As for the “freckle” thing, that one I know. If someone asks you the time, you look at your wrist as if looking at your wrist watch. Only, of course, you don’t have one**, so you say the time is “a hair past a freckle”. You do, of course, have hair there. And maybe a freckle.

  • It does, perhaps, explain the name of a store not far from here at Hampton Beach, NH. It’s a leather store called “The Cow’s Ass”. It doesn’t have to be related to your time-telling whimsy, but it possibly explains it.

** If you’re actually wearing a wristwatch, of course, this response makes no sense. You’ll have to modify your response and talk about a cow’s ass, or something.

Interesting. May I ask that posters, if they don’t mind, note if they are American-raised?

I’m surprised that “everyone” doesn’t know it. Maybe it’s an East Coast thing.

ETA: Reminds me of another favorite inquiry, finding out from my wife Things They Say in Brooklyn Only.

We didn’t use a cow’s hindquarters. It was a horse’s. We also did the half past a freckle as a sarcastic answer when they could see you didn’t have a watch. Never heard the kissing one. Born and bred West Virginian, but spent all of my summers in Chicago growing up.

NM

What the hell: I, OP, officially allow the hijack:** things your mother (or “they”) say about freckles.**

Never heard the kissing one. For us it was half past the monkey’s ass.

Cleveland born and bred, with roots in western PA. I’ve never heard the kissing one. I have heard the freckle one and the ass/balls one, but I think the animal for the latter was a monkey, not a cow or a horse.

I have a vague memory that I might have heard the kissing thing before, but it must have been decades ago and it certainly was not common. Perhaps I heard an older relative say it once or twice. I’m sure I’ve never said it myself. I was born in Chicago in the mid 1950s.
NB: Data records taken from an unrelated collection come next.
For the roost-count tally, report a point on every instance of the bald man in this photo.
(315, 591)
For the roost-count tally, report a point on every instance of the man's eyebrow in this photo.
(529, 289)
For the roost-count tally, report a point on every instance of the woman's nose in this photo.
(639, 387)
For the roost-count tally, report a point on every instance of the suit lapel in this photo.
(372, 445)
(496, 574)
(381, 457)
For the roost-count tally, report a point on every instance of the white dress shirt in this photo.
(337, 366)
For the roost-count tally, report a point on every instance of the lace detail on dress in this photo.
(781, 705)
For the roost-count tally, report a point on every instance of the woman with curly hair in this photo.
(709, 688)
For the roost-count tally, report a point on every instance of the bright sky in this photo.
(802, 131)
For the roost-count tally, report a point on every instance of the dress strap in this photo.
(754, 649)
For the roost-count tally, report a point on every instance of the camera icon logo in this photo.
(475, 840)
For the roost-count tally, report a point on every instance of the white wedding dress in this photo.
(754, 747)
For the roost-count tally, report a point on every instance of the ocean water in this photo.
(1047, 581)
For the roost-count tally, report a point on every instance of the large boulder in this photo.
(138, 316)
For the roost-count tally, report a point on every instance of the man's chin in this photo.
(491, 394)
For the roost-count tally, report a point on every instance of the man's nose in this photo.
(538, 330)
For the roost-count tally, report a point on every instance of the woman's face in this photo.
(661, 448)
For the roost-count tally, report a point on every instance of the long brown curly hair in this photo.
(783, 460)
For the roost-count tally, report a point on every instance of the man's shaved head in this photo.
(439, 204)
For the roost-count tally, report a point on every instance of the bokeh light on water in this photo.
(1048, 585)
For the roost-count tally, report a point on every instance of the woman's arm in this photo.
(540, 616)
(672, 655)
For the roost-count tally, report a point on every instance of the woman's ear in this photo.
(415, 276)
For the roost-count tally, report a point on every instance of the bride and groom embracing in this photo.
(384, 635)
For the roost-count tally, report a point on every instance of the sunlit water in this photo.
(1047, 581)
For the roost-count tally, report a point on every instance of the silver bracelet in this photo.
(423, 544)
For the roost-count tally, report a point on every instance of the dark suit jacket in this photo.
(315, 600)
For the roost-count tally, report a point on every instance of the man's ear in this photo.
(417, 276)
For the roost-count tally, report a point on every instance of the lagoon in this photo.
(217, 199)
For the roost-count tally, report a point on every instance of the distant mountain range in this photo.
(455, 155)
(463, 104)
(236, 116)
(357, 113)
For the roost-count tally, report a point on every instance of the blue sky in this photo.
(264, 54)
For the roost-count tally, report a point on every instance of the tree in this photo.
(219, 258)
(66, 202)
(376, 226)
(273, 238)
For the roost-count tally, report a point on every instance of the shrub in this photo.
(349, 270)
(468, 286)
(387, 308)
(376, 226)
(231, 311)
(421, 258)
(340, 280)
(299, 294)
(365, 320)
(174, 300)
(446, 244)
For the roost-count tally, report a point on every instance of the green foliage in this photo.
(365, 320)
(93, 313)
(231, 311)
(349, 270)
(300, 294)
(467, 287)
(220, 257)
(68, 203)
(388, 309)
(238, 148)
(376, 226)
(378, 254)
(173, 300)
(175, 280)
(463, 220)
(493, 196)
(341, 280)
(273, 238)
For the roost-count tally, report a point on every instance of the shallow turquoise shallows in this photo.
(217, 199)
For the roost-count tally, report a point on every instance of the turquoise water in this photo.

Why do you think that it would be universally known? Have you ever heard it in mainstream media?

I vaguely recall the hair/freckle thing, as well as the ass/balls bit.

Never heard the kissing thing at all (born and raised in rural South Dakota).

ETA: on further review, it was definitely “half past a monkey’s ass, quarter to his balls”!

Oh, I don’t know, but I remember the (valid) line somewhere in Portnoy’s Complaint that for years he always that “spatula” was a Yiddish word.

FTR, for years I thought, based on table-talk, that “camp” meant only one thing, “concentration camp.”

Also, perhaps feeling gooey, that the “kissing time” expression is so nice I like to think it should be universal. :slight_smile:

Never heard of it. I’ve lived on both coasts. Is this midwestern?

It does seem like an unusual expression.

I grew up in northern WV and my experience was the same. Never heard the kissing one. Heard the freckle one and the animal was a monkey in that one.

Northern WV is very similar culturally to western PA. We even say yinz on occasion, just like the Pittsburghers.

Score so far: 1 American, me. 1 Canadian, D18

:confused: “yinz”?

Never heard of it, but I am young compared to a lot of people on this board. Maybe generational?

ETA: Be careful out there. These days that phrase could be construed as sexual harassment. I can only image an older person saying it, so they may be able to get away with it.

Whereabouts? I’m from Mo’town. Grew up in the mountains though.